I attempted to modify imports of substrait specifications (extensions.proto and
type.proto) in the generated protobuf wrappers (python). That worked for the code itself,
but what did not work was finding the definitions in the DESCRIPTOR
variable. Without
fully understanding where DESCRIPTOR
is looking (it seems to define some inline binary),
I'm not sure what doesn't work, but the problem is that the .proto
files for the imports
were not found. To fix this problem, we simply dropped the imports since they did not
actually seem to be required.
To clarify the modified imports, when compiling the substrait extension (or any protobufs here, I guess), it is necessary to replace:
from substrait
with:
from ibis_substrait.proto.substrait.ibis
This allowed the source dependencies to resolve correctly.
There are 2 table classes that seem to be the best to derive from: UnboundTable
and
PhysicalTable
. Both of these classes can be found in ibis.expr.operations.relations
.
The motivation in deriving from the 2 aforementioned table classes is to allow
SubstraitCompiler
in the ibis-substrait
library to translate to custom substrait
relations. In this repo, we use mohair_extension.extension.SkyTable
to translate to a
SkyRel
substrait relation, defined in mohair_extension.mohair.algebra_pb2
(generated
from the submodules/mohair-proto
submodule). The method to insert this custom
translation is to register a function with ibis_substrait.compiler.translate.translate
,
which is a singledispatch function. An example of registering this function can be found
in mohair_extension.extension
in the function _translate_mohair
.
To show how all of the above works, the file toolbox/compile_mohair
is a python script
that:
- creates test tables using sample data
- creates a simple ibis query expression (just a projection)

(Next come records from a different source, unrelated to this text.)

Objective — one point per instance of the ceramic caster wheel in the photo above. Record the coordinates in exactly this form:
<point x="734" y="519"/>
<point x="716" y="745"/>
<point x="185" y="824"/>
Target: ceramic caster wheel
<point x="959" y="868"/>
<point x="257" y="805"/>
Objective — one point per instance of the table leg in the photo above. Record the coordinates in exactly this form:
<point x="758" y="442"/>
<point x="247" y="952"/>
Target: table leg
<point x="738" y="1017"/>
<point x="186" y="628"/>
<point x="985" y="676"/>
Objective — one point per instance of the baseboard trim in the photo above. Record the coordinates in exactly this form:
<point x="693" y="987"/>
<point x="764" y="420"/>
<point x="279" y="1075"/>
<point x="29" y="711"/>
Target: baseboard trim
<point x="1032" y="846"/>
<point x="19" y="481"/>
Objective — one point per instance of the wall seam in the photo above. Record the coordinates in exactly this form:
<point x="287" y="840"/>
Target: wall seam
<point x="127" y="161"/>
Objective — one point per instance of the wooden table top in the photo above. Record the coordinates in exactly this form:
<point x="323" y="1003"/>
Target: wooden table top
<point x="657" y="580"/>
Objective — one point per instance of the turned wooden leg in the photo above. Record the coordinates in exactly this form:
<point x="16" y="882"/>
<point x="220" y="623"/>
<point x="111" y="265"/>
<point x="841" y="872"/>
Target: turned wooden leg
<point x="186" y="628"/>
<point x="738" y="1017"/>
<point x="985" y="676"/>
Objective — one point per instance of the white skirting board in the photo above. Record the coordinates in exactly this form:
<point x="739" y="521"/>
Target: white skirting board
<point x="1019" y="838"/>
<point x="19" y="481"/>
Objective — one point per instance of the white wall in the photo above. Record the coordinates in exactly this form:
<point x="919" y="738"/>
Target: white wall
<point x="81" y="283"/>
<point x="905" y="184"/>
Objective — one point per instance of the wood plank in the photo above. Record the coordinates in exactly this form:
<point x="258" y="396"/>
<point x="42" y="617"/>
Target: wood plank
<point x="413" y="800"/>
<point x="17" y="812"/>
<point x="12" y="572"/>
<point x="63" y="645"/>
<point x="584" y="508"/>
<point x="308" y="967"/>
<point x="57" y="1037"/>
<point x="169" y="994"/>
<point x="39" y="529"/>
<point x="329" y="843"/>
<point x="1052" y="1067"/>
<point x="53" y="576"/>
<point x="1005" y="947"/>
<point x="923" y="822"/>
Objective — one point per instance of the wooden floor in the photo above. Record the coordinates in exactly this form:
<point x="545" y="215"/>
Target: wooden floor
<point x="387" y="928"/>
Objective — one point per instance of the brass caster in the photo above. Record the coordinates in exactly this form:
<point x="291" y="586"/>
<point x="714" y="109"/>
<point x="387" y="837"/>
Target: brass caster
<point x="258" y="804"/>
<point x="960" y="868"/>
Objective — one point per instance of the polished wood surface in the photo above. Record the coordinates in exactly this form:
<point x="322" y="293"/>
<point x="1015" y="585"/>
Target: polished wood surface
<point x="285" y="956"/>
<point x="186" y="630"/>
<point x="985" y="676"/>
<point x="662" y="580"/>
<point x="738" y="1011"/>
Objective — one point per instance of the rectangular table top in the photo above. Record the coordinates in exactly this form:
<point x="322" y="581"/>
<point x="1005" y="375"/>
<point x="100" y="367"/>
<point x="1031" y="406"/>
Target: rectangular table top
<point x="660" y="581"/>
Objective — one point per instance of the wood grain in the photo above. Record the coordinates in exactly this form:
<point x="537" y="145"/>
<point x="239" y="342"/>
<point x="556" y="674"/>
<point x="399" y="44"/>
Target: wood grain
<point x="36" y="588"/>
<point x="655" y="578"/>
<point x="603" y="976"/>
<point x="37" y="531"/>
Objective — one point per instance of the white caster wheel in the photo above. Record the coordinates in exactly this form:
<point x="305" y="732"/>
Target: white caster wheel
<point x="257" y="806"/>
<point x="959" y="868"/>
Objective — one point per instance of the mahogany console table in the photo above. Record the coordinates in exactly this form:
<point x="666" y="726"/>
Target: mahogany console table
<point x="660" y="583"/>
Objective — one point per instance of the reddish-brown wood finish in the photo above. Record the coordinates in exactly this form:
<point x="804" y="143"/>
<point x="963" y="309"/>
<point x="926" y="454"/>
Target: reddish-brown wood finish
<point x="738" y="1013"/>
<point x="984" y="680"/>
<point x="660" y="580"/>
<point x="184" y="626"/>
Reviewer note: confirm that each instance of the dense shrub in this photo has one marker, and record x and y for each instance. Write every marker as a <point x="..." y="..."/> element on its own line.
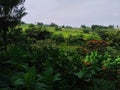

- translates the query expression to substrait using
ibis-substrait
- prints the resulting substrait plan
mohair_extension/relations.py
defines simple data classes while
mohair_extension/extension.py
consolidates most code that interacts with
ibis-framework
and ibis-substrait
. toolbox/compile_mohair
brings everything together
into a single example.
Sample data can be found in resources/sample-data.tsv
. This sample data is a very
small excerpt from E-GEOD-100618.